U.S. Secretary of Agriculture Tom Vilsack delivers keynote remarks at the public launch of the U.S. Agriculture Coalition for Cuba while at the National Press Club in Washington, January 8, 2015. REUTERS/Larry Downing

By P.J. Huffstutter and Mark Weinraub

CHICAGO (Reuters) - The U.S. Dairy Export Council on Tuesday named former U.S. Agriculture Secretary Tom Vilsack as its president and chief executive officer, making him the top official promoting American milk producers and processors overseas.

Vilsack, 66, served as head of the U.S. Agriculture Department for eight years and before that was governor of Iowa.

He will start his new position on Feb. 1.

He told Reuters in an interview that he stepped down from his Cabinet position earlier than expected, on Friday, because he planned to take a trip to Mexico with his family this week and did not want the federal government to pay for a security detail to travel with him.

"I wanted to save taxpayers a few bucks," he said.

U.S. President-elect Donald Trump has left the agriculture secretary as the last department head to be named to his Cabinet.

Vilsack, who said he and his agency were tasked by the White House to provide "as smooth as possible" a transition to the new administration, said he did not know why Trump has taken so long to select a replacement.

He said a transition office has been set up in the USDA's offices, and his former team has created "extensive briefing books, thumb drives filled with information" about the agency for the Trump administration.

"It's a lot of information," he said. "It's going to take some time for them to absorb it."
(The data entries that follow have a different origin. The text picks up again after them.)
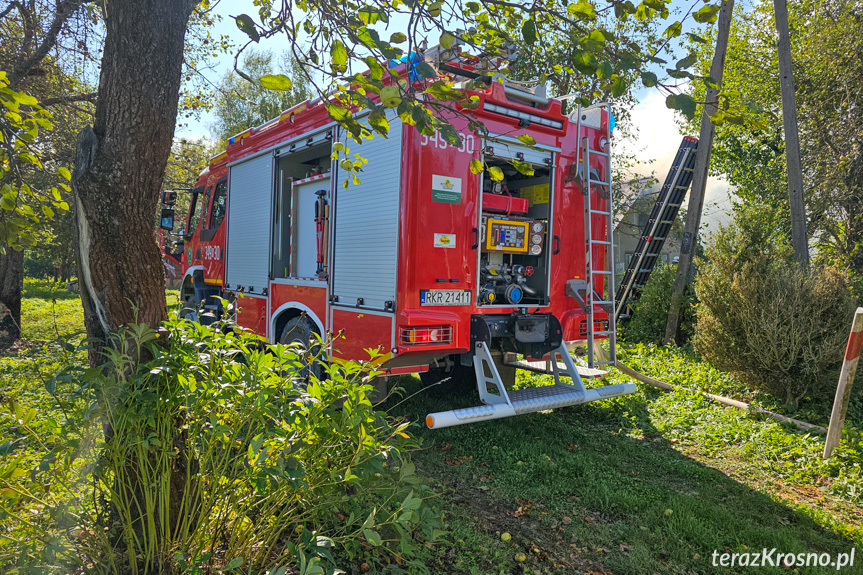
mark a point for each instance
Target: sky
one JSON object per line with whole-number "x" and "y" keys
{"x": 657, "y": 132}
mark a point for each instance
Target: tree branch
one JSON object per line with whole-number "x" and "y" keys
{"x": 65, "y": 10}
{"x": 68, "y": 99}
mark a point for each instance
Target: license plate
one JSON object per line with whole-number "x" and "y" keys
{"x": 444, "y": 297}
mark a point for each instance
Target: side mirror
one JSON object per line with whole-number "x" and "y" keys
{"x": 166, "y": 219}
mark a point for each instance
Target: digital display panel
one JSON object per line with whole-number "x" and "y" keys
{"x": 507, "y": 235}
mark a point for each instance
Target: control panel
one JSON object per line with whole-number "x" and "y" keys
{"x": 513, "y": 236}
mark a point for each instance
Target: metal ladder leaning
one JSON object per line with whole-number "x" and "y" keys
{"x": 659, "y": 225}
{"x": 605, "y": 297}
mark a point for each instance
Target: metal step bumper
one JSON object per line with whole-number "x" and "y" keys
{"x": 500, "y": 402}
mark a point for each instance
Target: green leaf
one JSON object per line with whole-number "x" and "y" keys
{"x": 605, "y": 71}
{"x": 707, "y": 14}
{"x": 687, "y": 61}
{"x": 372, "y": 537}
{"x": 648, "y": 79}
{"x": 674, "y": 30}
{"x": 370, "y": 14}
{"x": 425, "y": 70}
{"x": 339, "y": 55}
{"x": 247, "y": 25}
{"x": 528, "y": 31}
{"x": 619, "y": 87}
{"x": 523, "y": 167}
{"x": 583, "y": 9}
{"x": 596, "y": 36}
{"x": 378, "y": 121}
{"x": 276, "y": 82}
{"x": 682, "y": 102}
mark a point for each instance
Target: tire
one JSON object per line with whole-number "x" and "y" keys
{"x": 462, "y": 379}
{"x": 300, "y": 330}
{"x": 190, "y": 310}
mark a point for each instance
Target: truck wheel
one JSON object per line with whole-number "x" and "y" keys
{"x": 462, "y": 379}
{"x": 190, "y": 309}
{"x": 301, "y": 330}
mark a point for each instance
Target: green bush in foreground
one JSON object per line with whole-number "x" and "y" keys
{"x": 206, "y": 459}
{"x": 651, "y": 310}
{"x": 774, "y": 326}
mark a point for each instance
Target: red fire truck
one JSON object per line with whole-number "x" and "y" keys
{"x": 445, "y": 272}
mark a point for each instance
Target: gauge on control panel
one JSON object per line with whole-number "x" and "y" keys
{"x": 507, "y": 235}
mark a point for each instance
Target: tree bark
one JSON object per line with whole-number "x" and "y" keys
{"x": 120, "y": 164}
{"x": 799, "y": 236}
{"x": 11, "y": 285}
{"x": 699, "y": 177}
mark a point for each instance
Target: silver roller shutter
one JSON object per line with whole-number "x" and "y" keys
{"x": 507, "y": 148}
{"x": 250, "y": 188}
{"x": 366, "y": 225}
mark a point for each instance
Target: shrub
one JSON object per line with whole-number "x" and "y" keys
{"x": 774, "y": 326}
{"x": 650, "y": 314}
{"x": 207, "y": 459}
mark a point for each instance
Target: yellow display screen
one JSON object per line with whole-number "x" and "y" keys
{"x": 507, "y": 236}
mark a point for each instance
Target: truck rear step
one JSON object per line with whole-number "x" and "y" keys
{"x": 545, "y": 367}
{"x": 499, "y": 402}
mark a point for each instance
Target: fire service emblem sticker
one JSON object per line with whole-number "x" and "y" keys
{"x": 444, "y": 240}
{"x": 446, "y": 189}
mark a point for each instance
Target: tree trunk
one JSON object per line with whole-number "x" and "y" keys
{"x": 119, "y": 167}
{"x": 120, "y": 164}
{"x": 11, "y": 285}
{"x": 699, "y": 177}
{"x": 799, "y": 236}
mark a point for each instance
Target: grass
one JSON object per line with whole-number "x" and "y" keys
{"x": 649, "y": 483}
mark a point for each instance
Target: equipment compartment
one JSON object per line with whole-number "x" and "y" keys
{"x": 514, "y": 255}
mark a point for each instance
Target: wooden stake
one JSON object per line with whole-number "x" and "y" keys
{"x": 699, "y": 176}
{"x": 843, "y": 390}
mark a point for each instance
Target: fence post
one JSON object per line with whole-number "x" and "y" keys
{"x": 843, "y": 390}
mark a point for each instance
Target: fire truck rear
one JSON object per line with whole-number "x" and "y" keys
{"x": 446, "y": 273}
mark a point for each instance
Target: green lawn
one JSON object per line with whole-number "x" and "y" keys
{"x": 651, "y": 483}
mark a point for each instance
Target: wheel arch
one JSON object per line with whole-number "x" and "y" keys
{"x": 286, "y": 311}
{"x": 187, "y": 288}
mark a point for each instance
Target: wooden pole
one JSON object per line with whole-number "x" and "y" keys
{"x": 801, "y": 425}
{"x": 846, "y": 379}
{"x": 799, "y": 238}
{"x": 699, "y": 177}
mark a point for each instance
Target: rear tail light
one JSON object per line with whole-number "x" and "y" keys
{"x": 426, "y": 335}
{"x": 598, "y": 325}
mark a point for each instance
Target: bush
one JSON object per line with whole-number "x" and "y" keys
{"x": 207, "y": 459}
{"x": 773, "y": 326}
{"x": 650, "y": 312}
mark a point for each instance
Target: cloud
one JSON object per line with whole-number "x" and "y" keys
{"x": 657, "y": 137}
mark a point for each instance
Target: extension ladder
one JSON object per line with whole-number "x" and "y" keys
{"x": 659, "y": 224}
{"x": 598, "y": 210}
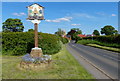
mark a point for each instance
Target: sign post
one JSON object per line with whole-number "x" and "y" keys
{"x": 35, "y": 14}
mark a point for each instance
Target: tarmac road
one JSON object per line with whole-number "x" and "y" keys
{"x": 105, "y": 61}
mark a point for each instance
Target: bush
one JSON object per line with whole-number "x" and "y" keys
{"x": 20, "y": 43}
{"x": 111, "y": 41}
{"x": 106, "y": 39}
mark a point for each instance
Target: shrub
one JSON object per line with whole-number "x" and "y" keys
{"x": 111, "y": 40}
{"x": 20, "y": 43}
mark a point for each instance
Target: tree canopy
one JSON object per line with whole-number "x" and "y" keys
{"x": 96, "y": 32}
{"x": 108, "y": 30}
{"x": 60, "y": 32}
{"x": 12, "y": 25}
{"x": 74, "y": 32}
{"x": 30, "y": 30}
Vilsack said he left a memo for his successor on his desk at the USDA. Among the advice he gave, he said, was to "rely on the career folks around you. Rely on the people you work with."

In his new role, Vilsack will follow Tom Suber, who retired at the end of 2016 as head of the U.S. Dairy Export Council, which promotes U.S. dairy products to overseas markets. Suber had served as the Council's president since its founding in 1995.